The only part of the field I hadn’t really bothered with was at one end, close to a hedge, with some abandoned cars and a couple of farm buildings just on the other side. I thought the earth there would be contaminated with all sorts of rusty objects, and decided to stay out on the nice flat bits. Then I noticed Val and Brian Read coming around the corner just at the end of the hedge. Val stopped to check out a signal, which I assumed to be a nice bottle top. However, when we stopped to chat, it turned out to be a very respectable Roman coin, which Val said she had been very surprised to find so close to the road. Towards the end of the afternoon, however, there were several other club members sharing the field with us - and most of them seemed to be concentrating on the very part of the field which I had been avoiding. I walked over to one of them, Kevin McNie, to see what he’d found.

Kevin has been coming to the club regularly for some time now. He’s a keen detectorist, and apart from an unfortunate tendency to find better stuff than me in my own fields, a very nice chap. He would probably be the first to agree with me that, if the truth be known, we could both afford to lose a couple of pounds - no more than that, mind you - and this led to a fun little episode at the club a few meetings back.

Kevin had arrived with his best find of the month, a lovely Henry VIII groat. It was being handed around, eventually getting to Paul Rainford. ‘Cor, just look at that fat bastard,’ he muttered, gazing at the unmistakable portrait on the obverse. ‘Well!’ replied Kevin, mistakenly thinking that he himself was the subject of the discussion. ‘There’s no need to be like that. Just ‘cos YOU didn’t find it!’

Laughter, all round.

Today, Kevin’s finds were about the same as mine, although one of them literally stood out. It has to be the biggest buckle I’ve ever seen, and probably fell from the shoe of the Jolly Green Giant. While we stood chatting, I noticed another friend, Steve Wootton (who also has a disturbing habit of finding Great Stuff) starting to dig a small hole about 20 feet away from us. Then I saw him reach down and pick something up. He walked over wearing a grin like a Cheshire cat, and showed us what he had found.

A gold Celtic stater.

Nice. Very, very very nice indeed. Of course, we immediately pronounced him Club Bastard of the Month, a coveted award, and one rarely granted in the field, so to speak.

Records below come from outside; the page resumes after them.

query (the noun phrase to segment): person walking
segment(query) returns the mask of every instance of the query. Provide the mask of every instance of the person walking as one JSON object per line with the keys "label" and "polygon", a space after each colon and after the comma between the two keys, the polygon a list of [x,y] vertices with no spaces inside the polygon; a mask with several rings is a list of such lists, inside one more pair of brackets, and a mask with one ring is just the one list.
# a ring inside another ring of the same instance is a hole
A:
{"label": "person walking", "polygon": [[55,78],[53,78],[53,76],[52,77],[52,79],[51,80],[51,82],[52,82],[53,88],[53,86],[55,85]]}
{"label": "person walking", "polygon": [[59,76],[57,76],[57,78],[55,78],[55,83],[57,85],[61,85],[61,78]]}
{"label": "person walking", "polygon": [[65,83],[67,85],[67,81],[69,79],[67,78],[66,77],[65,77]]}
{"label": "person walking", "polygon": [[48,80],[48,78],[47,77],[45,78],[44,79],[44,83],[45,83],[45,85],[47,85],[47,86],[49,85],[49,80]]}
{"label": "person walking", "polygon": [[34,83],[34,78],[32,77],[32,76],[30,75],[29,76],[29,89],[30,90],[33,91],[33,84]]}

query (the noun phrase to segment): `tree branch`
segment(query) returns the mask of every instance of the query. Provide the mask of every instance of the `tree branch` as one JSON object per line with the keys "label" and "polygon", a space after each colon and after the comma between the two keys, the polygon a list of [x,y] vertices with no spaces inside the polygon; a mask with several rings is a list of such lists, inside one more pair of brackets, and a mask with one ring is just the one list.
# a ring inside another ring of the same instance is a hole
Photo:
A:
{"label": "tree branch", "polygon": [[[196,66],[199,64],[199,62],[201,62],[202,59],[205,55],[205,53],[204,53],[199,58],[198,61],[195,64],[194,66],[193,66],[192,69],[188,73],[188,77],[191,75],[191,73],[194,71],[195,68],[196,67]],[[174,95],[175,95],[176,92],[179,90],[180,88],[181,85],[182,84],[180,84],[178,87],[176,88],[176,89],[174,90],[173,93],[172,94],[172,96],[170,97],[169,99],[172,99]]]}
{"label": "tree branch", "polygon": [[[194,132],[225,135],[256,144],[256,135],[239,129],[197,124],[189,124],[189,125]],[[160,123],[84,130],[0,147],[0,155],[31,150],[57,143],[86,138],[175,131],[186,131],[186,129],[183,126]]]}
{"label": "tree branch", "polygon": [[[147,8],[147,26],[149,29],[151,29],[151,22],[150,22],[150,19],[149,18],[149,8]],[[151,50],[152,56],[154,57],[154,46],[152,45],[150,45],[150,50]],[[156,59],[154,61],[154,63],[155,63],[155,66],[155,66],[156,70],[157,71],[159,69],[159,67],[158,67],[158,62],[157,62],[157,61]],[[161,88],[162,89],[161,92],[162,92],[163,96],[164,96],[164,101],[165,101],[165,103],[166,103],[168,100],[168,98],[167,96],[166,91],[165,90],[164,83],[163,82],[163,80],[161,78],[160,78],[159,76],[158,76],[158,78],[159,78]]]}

I decided that perhaps, maybe, I should just sort of wander around for a bit in this, the one area of the field that I had so far completely ignored.

However, as I cruised along by the hedge, all I got were scrap signals - just as I had expected. After a while I gave up, and went for another look at Steve’s bit of Celtic. It had a copperish gleam to it, which led several of us to comment that clearly the gold was not exactly 22 carat. In fact, I suggested that it was probably so debased that it would be a really good idea to swap it for my entire bag of finds so far. Oddly enough, he didn’t seem to think so.

Mike Pittard had now arrived, and a couple of us watched in quiet amazement as he carefully went over a patch of ground not much bigger than a billiards table, pulling roman coin after roman coin out of it. How he managed to separate those signals from the abundant scrap I have no idea, but it made me realise that it probably doesn’t matter what kind of detector you have, it’s how well you understand what it is telling you that really counts. My Minelab had been right across the same patch, but it could have been talking Greek for all the good it did me. Still, Mike is one of those ‘Venerable Sage’ detectorists. He’s been at it for so long that it’s probably more a case of remembering where he dropped the coins in the first place.

I ran into Ron again a little later. ‘Looks like rain,’ I told him.

‘Oh, for Pete’s sake,’ he replied, ‘will you please SHUT THE F*** UP ABOUT THE BLOODY WEATHER!!’. You’ve been the Voice of Bleedin’ Doom, all day!’

The following day the rally continued, although I was unable to attend. Besides, I thought, all the good stuff will have been found by now.


Franchesca Tracy has been coming to Club meetings for only a short time, with father Alan. And, of course, novices are NOT supposed to find medieval gold rings, are they?

It’s just not fair. Not fair at all.